It's weird to think that the world has changed irrevocably in your own life. Even weirder when those changes are silly, minor things, so that it feels like obsession to even mention them. But Tad Tuleja's 1987 book Curious Customs -- part of a minor but healthy strand of non-fiction book publishing in the late 20th century -- is entirely a product of a culture and world that is completely gone.
Curious Customs is a "weird facts" book, of the subcategory "let me tell you the real reason for these things." Those books were never as deeply researched as they pretended to be, of course. They were generally written by a guy (usually a guy) or a small team with a room of reference books and a list of stuff to write about, and had the usual professional-writer tropism to a good story when it might be in conflict with messy or unknown truth. The subtitle is "The Stories Behind 296 Popular American Rituals" -- that's another hallmark of the genre, by the way: the quirky, not-quite-round large number of things that you the reader will learn.
If Tuleja started work on this book a decade later, in the mid-90s rather than the mid-80s, he would have used the Internet at least somewhat. If he started it any time this century, the Internet would have been his first and probably primary research tool: even books are accessible through Google Books, vastly more accessible except for a few rare cases of researchers who have direct access to major un-digitized repositories. (And I'm not clear on how many of those there are, either -- researchers or repositories.) But he worked on this in the '80s, and so there's a big list of books in the back that he consulted, and we can be pretty sure that list is basically comprehensive.
Tuleja also consulted his own deeply ingrained cultural biases, which is clear from every line of his book. I don't know him at all, but my guess is that he's an old-school Northeastern Brahmin -- I'd bet on "Boston," if I had the money to spare -- who was in his grumpy middle years when this book was published.
Because, frankly, Curious Customs is full of bullshit: not just "this is the story, but historians tend to doubt it" bullshit, but pure "I am an expert and I am telling you the truth because I know these things" bullshit, including lots of times where the things Tuleja cites or glancingly mentions blow holes in his preferred explanations. I won't say it's all bullshit -- Tuleja gets things right, or as right as it's possible to be on messy issues of popular or cultural history, at least half of the time. But there's a hell of a lot of times where he's clearly just being the grumpy old guy coming down on the side of the story he wants to believe, or the one that fits his obvious biases.

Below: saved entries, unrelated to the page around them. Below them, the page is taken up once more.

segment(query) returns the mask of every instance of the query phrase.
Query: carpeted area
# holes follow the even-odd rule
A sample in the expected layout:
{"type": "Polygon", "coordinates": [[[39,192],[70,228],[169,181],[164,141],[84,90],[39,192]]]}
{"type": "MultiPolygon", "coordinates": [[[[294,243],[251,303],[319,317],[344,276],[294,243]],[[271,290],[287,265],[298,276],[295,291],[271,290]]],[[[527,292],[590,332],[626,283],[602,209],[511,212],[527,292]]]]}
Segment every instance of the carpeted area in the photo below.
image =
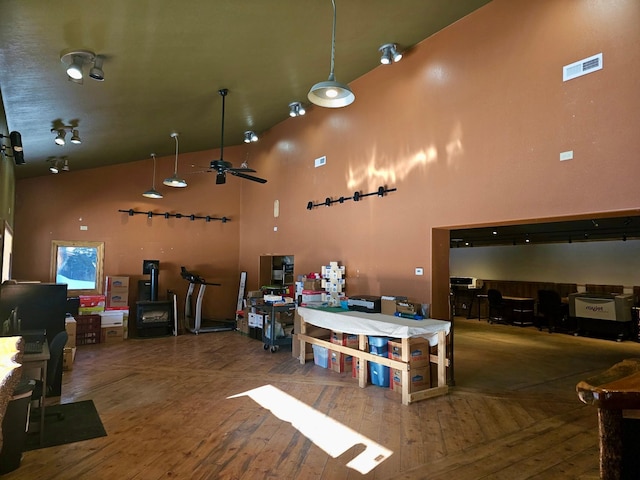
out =
{"type": "MultiPolygon", "coordinates": [[[[27,435],[24,451],[39,448],[80,442],[107,435],[100,415],[93,400],[52,405],[45,410],[44,440],[40,444],[40,434],[36,431],[27,435]],[[60,413],[62,417],[56,415],[60,413]]],[[[31,412],[30,427],[37,430],[40,422],[40,412],[31,412]]]]}

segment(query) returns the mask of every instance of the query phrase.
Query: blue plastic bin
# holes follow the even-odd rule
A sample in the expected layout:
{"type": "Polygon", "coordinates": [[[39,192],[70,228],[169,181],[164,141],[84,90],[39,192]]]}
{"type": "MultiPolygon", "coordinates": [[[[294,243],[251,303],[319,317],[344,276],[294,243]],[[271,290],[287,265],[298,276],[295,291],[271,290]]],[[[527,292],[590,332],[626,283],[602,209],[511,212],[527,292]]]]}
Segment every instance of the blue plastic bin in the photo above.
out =
{"type": "MultiPolygon", "coordinates": [[[[387,337],[369,337],[369,353],[379,357],[388,356],[387,337]]],[[[379,387],[389,387],[389,367],[378,363],[369,362],[369,375],[371,383],[379,387]]]]}

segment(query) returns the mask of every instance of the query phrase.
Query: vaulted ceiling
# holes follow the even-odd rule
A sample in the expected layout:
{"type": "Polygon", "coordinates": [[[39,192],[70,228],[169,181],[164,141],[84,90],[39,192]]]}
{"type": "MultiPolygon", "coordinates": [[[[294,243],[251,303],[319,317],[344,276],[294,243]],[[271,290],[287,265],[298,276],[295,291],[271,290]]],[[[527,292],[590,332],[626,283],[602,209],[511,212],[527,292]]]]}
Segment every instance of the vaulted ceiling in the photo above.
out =
{"type": "MultiPolygon", "coordinates": [[[[410,55],[489,1],[335,0],[336,79],[378,67],[385,43],[410,55]]],[[[76,170],[170,155],[172,132],[181,152],[217,148],[221,88],[225,146],[246,130],[260,135],[327,80],[332,24],[331,0],[6,0],[0,92],[8,129],[22,135],[16,176],[47,175],[57,159],[76,170]],[[68,80],[61,56],[80,49],[103,59],[104,81],[68,80]],[[55,145],[51,130],[61,125],[76,127],[82,143],[55,145]]]]}

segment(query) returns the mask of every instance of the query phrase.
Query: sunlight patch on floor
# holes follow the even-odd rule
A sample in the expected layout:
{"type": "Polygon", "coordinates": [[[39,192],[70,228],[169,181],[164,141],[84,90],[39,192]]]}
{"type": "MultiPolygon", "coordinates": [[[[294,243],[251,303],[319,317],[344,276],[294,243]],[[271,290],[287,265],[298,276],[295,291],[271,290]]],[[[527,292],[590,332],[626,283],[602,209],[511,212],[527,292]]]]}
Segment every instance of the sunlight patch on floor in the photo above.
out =
{"type": "Polygon", "coordinates": [[[393,454],[391,450],[272,385],[254,388],[228,398],[238,398],[245,395],[251,397],[280,420],[291,423],[294,428],[333,458],[339,457],[356,445],[364,445],[364,451],[347,463],[347,467],[357,470],[363,475],[393,454]]]}

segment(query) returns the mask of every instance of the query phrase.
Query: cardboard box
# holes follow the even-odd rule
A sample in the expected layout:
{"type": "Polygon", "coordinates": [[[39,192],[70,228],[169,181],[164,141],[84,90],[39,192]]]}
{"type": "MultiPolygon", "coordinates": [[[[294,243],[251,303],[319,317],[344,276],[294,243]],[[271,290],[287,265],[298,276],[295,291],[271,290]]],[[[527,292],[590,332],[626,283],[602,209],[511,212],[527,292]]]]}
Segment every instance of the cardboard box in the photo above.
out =
{"type": "Polygon", "coordinates": [[[419,303],[396,301],[396,312],[406,313],[408,315],[418,315],[421,313],[421,307],[419,303]]]}
{"type": "Polygon", "coordinates": [[[73,317],[67,317],[64,319],[64,329],[67,332],[67,343],[65,347],[75,347],[76,346],[76,333],[78,331],[78,322],[73,317]]]}
{"type": "MultiPolygon", "coordinates": [[[[264,320],[268,322],[269,315],[266,315],[266,318],[264,320]]],[[[262,314],[249,312],[248,321],[249,321],[250,327],[262,329],[262,324],[263,324],[262,314]]]]}
{"type": "Polygon", "coordinates": [[[109,290],[106,295],[106,307],[128,307],[129,305],[129,289],[116,288],[109,290]]]}
{"type": "Polygon", "coordinates": [[[309,302],[322,302],[322,295],[325,292],[322,290],[302,290],[302,303],[309,303],[309,302]]]}
{"type": "Polygon", "coordinates": [[[101,307],[79,307],[78,315],[97,315],[104,312],[104,306],[101,307]]]}
{"type": "Polygon", "coordinates": [[[396,313],[397,302],[406,302],[407,297],[399,297],[397,295],[383,295],[380,297],[380,313],[385,315],[394,315],[396,313]]]}
{"type": "Polygon", "coordinates": [[[124,329],[122,325],[119,327],[109,326],[102,329],[102,343],[116,343],[124,340],[124,329]]]}
{"type": "Polygon", "coordinates": [[[346,347],[358,348],[359,340],[358,335],[352,335],[350,333],[331,331],[331,343],[336,345],[344,345],[346,347]]]}
{"type": "Polygon", "coordinates": [[[129,290],[129,277],[108,276],[106,289],[107,292],[110,292],[114,289],[129,290]]]}
{"type": "Polygon", "coordinates": [[[343,373],[352,370],[353,357],[329,350],[329,367],[334,372],[343,373]]]}
{"type": "MultiPolygon", "coordinates": [[[[397,393],[402,393],[402,371],[395,368],[389,370],[389,388],[397,393]]],[[[409,370],[409,392],[419,392],[431,387],[431,373],[428,365],[411,367],[409,370]]]]}
{"type": "Polygon", "coordinates": [[[76,359],[76,347],[64,347],[62,351],[62,370],[73,369],[73,361],[76,359]]]}
{"type": "Polygon", "coordinates": [[[303,290],[310,290],[312,292],[317,292],[318,290],[322,290],[322,279],[314,278],[311,280],[305,280],[302,286],[303,290]]]}
{"type": "Polygon", "coordinates": [[[100,312],[100,326],[105,327],[122,327],[124,325],[123,310],[105,310],[100,312]]]}
{"type": "Polygon", "coordinates": [[[102,307],[105,306],[104,295],[80,295],[80,307],[102,307]]]}
{"type": "MultiPolygon", "coordinates": [[[[353,357],[353,360],[351,361],[351,376],[353,378],[358,378],[358,375],[360,373],[360,364],[361,364],[362,360],[360,360],[359,358],[353,357]]],[[[369,374],[369,369],[367,368],[367,382],[371,381],[371,375],[369,374]]]]}
{"type": "MultiPolygon", "coordinates": [[[[402,341],[399,339],[389,340],[389,358],[402,360],[402,341]]],[[[411,368],[429,364],[429,341],[422,337],[409,339],[409,363],[411,368]]]]}
{"type": "Polygon", "coordinates": [[[236,320],[236,328],[240,333],[249,335],[249,319],[245,317],[238,318],[236,320]]]}

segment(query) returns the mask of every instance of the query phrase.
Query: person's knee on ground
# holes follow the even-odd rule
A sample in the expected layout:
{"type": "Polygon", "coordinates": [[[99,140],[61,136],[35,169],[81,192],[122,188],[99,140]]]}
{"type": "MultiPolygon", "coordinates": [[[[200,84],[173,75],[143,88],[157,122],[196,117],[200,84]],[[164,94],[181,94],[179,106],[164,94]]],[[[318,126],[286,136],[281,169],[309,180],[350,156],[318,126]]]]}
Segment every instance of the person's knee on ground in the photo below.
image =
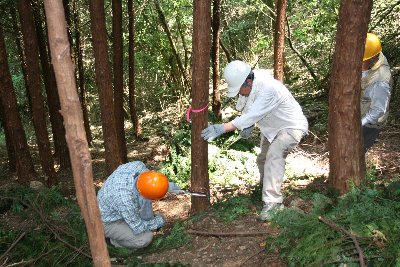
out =
{"type": "Polygon", "coordinates": [[[144,232],[139,235],[131,235],[125,239],[112,239],[110,238],[110,242],[115,247],[126,247],[126,248],[145,248],[150,245],[153,240],[152,232],[144,232]]]}

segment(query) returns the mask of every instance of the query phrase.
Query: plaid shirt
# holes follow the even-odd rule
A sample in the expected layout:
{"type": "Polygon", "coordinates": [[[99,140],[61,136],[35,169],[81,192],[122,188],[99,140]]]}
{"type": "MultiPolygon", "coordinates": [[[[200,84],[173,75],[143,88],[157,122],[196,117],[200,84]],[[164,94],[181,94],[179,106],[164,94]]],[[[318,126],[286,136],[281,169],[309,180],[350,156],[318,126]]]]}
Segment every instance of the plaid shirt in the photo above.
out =
{"type": "Polygon", "coordinates": [[[164,225],[160,215],[153,215],[151,201],[140,196],[137,176],[148,169],[141,161],[120,165],[97,194],[101,220],[110,223],[124,220],[134,234],[158,229],[164,225]]]}

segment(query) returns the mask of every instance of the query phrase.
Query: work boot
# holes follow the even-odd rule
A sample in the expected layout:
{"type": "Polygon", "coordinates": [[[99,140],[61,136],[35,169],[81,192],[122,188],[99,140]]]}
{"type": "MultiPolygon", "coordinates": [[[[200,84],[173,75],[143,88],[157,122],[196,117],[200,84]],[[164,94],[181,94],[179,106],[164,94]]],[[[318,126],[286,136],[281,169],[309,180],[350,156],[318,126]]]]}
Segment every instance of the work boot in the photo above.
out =
{"type": "Polygon", "coordinates": [[[276,211],[282,210],[283,208],[284,206],[282,203],[264,202],[264,206],[257,219],[259,221],[269,221],[276,211]]]}

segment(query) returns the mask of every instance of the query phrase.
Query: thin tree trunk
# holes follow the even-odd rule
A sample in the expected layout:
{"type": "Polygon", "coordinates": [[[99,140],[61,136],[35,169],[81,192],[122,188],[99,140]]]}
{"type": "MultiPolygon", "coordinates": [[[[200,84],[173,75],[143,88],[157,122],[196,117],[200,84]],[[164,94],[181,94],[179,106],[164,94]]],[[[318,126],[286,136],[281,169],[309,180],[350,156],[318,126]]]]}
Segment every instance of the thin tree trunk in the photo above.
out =
{"type": "Polygon", "coordinates": [[[365,176],[361,67],[372,0],[342,0],[329,91],[329,182],[340,193],[365,176]]]}
{"type": "MultiPolygon", "coordinates": [[[[0,74],[1,76],[2,74],[0,74]]],[[[0,96],[2,97],[2,96],[0,96]]],[[[3,108],[3,104],[0,101],[0,126],[4,129],[4,137],[6,139],[6,148],[7,148],[7,158],[8,158],[8,169],[11,172],[15,172],[17,170],[16,162],[15,162],[15,149],[12,144],[11,133],[8,130],[6,125],[7,121],[5,118],[6,111],[3,108]]]]}
{"type": "Polygon", "coordinates": [[[127,162],[124,120],[124,80],[123,80],[123,44],[122,44],[122,4],[121,0],[112,0],[112,28],[114,40],[114,112],[118,144],[122,162],[127,162]]]}
{"type": "Polygon", "coordinates": [[[135,12],[133,0],[128,0],[129,16],[129,111],[136,139],[142,138],[142,129],[140,127],[138,114],[136,110],[135,96],[135,12]]]}
{"type": "Polygon", "coordinates": [[[49,107],[50,123],[53,133],[53,142],[55,155],[58,158],[60,169],[71,168],[71,162],[68,154],[67,141],[65,140],[65,129],[63,117],[60,113],[60,99],[57,92],[57,84],[54,77],[54,70],[50,64],[47,52],[46,36],[43,32],[42,17],[40,14],[41,5],[35,2],[34,17],[36,25],[36,34],[38,37],[40,63],[42,66],[44,87],[47,94],[47,106],[49,107]]]}
{"type": "MultiPolygon", "coordinates": [[[[37,180],[32,158],[26,141],[25,131],[22,126],[18,111],[17,96],[15,95],[11,74],[8,67],[7,52],[4,44],[3,30],[0,27],[0,105],[4,117],[4,128],[9,135],[15,155],[15,165],[18,182],[28,185],[30,181],[37,180]]],[[[10,156],[10,155],[9,155],[10,156]]]]}
{"type": "MultiPolygon", "coordinates": [[[[193,1],[193,78],[192,106],[199,110],[208,105],[210,48],[211,48],[211,0],[193,1]]],[[[208,109],[192,113],[192,190],[210,192],[208,179],[208,144],[201,138],[201,131],[207,127],[208,109]]],[[[205,197],[192,196],[193,214],[209,208],[205,197]]]]}
{"type": "Polygon", "coordinates": [[[215,116],[221,120],[221,94],[219,91],[219,38],[220,38],[220,0],[213,0],[213,17],[212,17],[212,69],[213,69],[213,101],[212,110],[215,116]]]}
{"type": "Polygon", "coordinates": [[[57,176],[54,170],[54,162],[46,126],[39,73],[39,48],[32,7],[29,1],[19,0],[18,10],[20,13],[21,29],[24,39],[27,85],[32,101],[33,125],[35,127],[39,157],[43,171],[48,176],[47,184],[48,186],[52,186],[57,184],[57,176]]]}
{"type": "MultiPolygon", "coordinates": [[[[74,6],[76,1],[74,1],[74,6]]],[[[90,131],[90,122],[88,115],[88,103],[86,98],[86,85],[85,85],[85,72],[83,67],[83,53],[81,45],[81,32],[80,32],[80,22],[79,22],[79,12],[74,12],[74,25],[75,25],[75,49],[78,62],[78,81],[80,88],[80,102],[83,112],[83,124],[85,125],[86,140],[89,146],[92,144],[92,132],[90,131]]]]}
{"type": "Polygon", "coordinates": [[[275,19],[275,45],[274,45],[274,78],[283,82],[283,66],[285,53],[285,18],[287,0],[277,0],[275,19]]]}
{"type": "Polygon", "coordinates": [[[93,264],[94,266],[111,266],[93,186],[92,159],[82,123],[83,114],[76,91],[74,65],[70,55],[62,1],[45,0],[44,3],[77,200],[85,220],[93,264]]]}
{"type": "Polygon", "coordinates": [[[106,170],[108,174],[111,174],[122,163],[122,159],[115,124],[112,78],[110,62],[108,61],[107,31],[103,4],[104,1],[102,0],[89,0],[96,84],[100,93],[106,170]]]}
{"type": "Polygon", "coordinates": [[[183,85],[184,85],[184,87],[188,88],[190,83],[189,83],[188,78],[186,76],[186,71],[185,71],[185,68],[183,67],[182,60],[179,57],[179,54],[178,54],[178,51],[176,49],[175,43],[172,40],[171,31],[169,30],[168,23],[167,23],[167,20],[165,19],[164,12],[162,11],[162,8],[161,8],[160,3],[158,2],[158,0],[154,0],[154,4],[156,6],[156,11],[157,11],[157,14],[158,14],[158,18],[159,18],[159,20],[161,22],[161,26],[163,27],[164,32],[167,35],[169,44],[171,46],[172,54],[174,55],[174,57],[176,59],[176,63],[178,64],[178,69],[179,69],[179,71],[181,73],[181,77],[183,79],[183,85]]]}

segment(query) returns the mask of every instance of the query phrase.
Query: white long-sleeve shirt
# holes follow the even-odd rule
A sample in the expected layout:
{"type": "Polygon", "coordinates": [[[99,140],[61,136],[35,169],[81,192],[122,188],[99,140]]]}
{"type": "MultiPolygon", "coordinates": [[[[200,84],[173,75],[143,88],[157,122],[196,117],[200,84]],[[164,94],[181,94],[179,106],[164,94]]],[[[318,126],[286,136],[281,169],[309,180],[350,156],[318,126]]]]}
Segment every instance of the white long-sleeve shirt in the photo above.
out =
{"type": "Polygon", "coordinates": [[[275,80],[266,70],[255,70],[253,88],[248,108],[232,123],[243,130],[257,123],[261,133],[272,142],[282,129],[308,131],[307,118],[289,90],[275,80]]]}
{"type": "Polygon", "coordinates": [[[371,101],[368,112],[361,118],[362,126],[377,124],[389,108],[391,88],[388,82],[378,81],[369,85],[362,96],[363,99],[371,101]]]}

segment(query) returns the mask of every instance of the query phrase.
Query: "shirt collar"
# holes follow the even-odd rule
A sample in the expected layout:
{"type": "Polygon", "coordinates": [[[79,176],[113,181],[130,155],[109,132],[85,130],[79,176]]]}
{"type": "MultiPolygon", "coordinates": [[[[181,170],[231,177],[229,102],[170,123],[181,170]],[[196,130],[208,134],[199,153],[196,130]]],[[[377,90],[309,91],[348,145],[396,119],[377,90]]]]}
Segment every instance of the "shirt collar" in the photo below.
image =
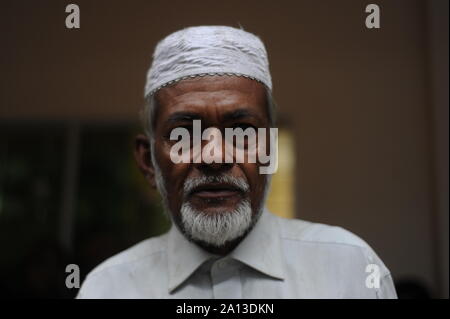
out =
{"type": "Polygon", "coordinates": [[[189,241],[172,223],[168,236],[169,293],[214,255],[189,241]]]}
{"type": "MultiPolygon", "coordinates": [[[[268,276],[284,279],[284,255],[276,217],[265,208],[253,229],[229,256],[268,276]]],[[[216,257],[189,241],[172,224],[167,255],[169,292],[174,291],[205,261],[216,257]]]]}
{"type": "Polygon", "coordinates": [[[268,276],[283,280],[284,255],[277,218],[264,208],[254,228],[230,256],[268,276]]]}

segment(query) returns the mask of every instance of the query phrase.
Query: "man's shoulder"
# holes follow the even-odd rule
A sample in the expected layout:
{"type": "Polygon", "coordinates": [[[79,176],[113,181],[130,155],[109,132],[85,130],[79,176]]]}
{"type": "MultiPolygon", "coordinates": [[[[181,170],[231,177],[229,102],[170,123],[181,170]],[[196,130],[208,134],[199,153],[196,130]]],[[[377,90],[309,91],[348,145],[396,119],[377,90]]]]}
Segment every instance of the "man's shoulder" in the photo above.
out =
{"type": "Polygon", "coordinates": [[[157,259],[158,254],[162,254],[166,249],[166,237],[167,233],[147,238],[130,248],[127,248],[120,253],[109,257],[98,266],[96,266],[90,273],[89,276],[101,273],[106,269],[117,268],[126,264],[132,264],[140,262],[143,259],[155,258],[157,259]]]}
{"type": "Polygon", "coordinates": [[[277,220],[280,225],[280,236],[285,240],[359,248],[369,247],[359,236],[340,226],[315,223],[302,219],[277,217],[277,220]]]}
{"type": "Polygon", "coordinates": [[[382,266],[383,273],[389,273],[377,253],[361,237],[340,227],[322,223],[314,223],[301,219],[286,219],[277,217],[280,225],[280,237],[288,242],[290,247],[299,250],[311,249],[327,251],[336,256],[362,257],[366,263],[376,263],[382,266]]]}
{"type": "Polygon", "coordinates": [[[77,298],[137,298],[149,282],[162,286],[163,276],[149,270],[165,267],[166,237],[148,238],[103,261],[87,274],[77,298]]]}
{"type": "Polygon", "coordinates": [[[357,284],[365,282],[367,269],[376,269],[367,268],[369,265],[378,266],[382,284],[377,291],[377,297],[396,298],[389,269],[369,244],[359,236],[339,226],[280,217],[276,220],[282,247],[286,252],[286,261],[291,268],[301,268],[303,272],[310,269],[314,275],[316,273],[314,267],[321,265],[321,276],[324,278],[327,273],[331,277],[326,278],[330,280],[337,277],[342,279],[347,275],[348,282],[357,284]]]}

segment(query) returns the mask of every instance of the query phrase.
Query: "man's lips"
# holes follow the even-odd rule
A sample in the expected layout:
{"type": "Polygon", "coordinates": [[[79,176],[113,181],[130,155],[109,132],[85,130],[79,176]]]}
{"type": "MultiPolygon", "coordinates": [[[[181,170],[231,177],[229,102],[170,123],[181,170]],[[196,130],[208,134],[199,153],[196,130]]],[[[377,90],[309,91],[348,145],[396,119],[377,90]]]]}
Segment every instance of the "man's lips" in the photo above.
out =
{"type": "Polygon", "coordinates": [[[238,191],[200,191],[193,194],[193,196],[201,197],[201,198],[224,198],[239,195],[238,191]]]}
{"type": "Polygon", "coordinates": [[[230,184],[205,184],[196,187],[190,196],[200,197],[204,199],[226,198],[238,196],[242,194],[242,190],[230,184]]]}

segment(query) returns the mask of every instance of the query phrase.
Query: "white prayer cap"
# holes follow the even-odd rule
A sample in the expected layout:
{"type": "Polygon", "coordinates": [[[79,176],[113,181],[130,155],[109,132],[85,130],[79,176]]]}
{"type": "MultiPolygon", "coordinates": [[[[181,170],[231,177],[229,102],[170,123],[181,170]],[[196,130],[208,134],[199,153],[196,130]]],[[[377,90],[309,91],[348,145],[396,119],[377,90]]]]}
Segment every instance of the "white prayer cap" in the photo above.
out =
{"type": "Polygon", "coordinates": [[[267,52],[256,35],[227,26],[198,26],[172,33],[158,43],[144,95],[207,75],[244,76],[272,90],[267,52]]]}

There's also, as I alluded to above, the tropism of liking the good story over the boringly messy truth. Tuleja didn't fall for any of the really obviously wrong stories (like the acronym versions of posh and fuck), but he uses the "must have" construction an awful lot, until the reader can feel Tuleja's hand pressing down on the scales in favor of the deeply dubious explanation that he likes for his own reasons.
This is an annoying book: this is what I'm saying. I'm somewhat surprised that I finished it. Even reading it in bits and pieces in the smallest room of the house meant I was hit with a "he said what?!" once or twice a week.
That's sad because I like books like this, and I think they're becoming scarce. The Internet is a more natural home for random facts -- listicles are a more evolved version of the creatures that fit this particular ecological niche. So it's annoying to see that even in their heyday, they could still be crappy.
I do not recommend Curious Customs, unless you happen to be researching late 20th century mores and accepted wisdom. If you do happen to be researching those things, Tuleja is a treasure trove of assumptions and excluded middles.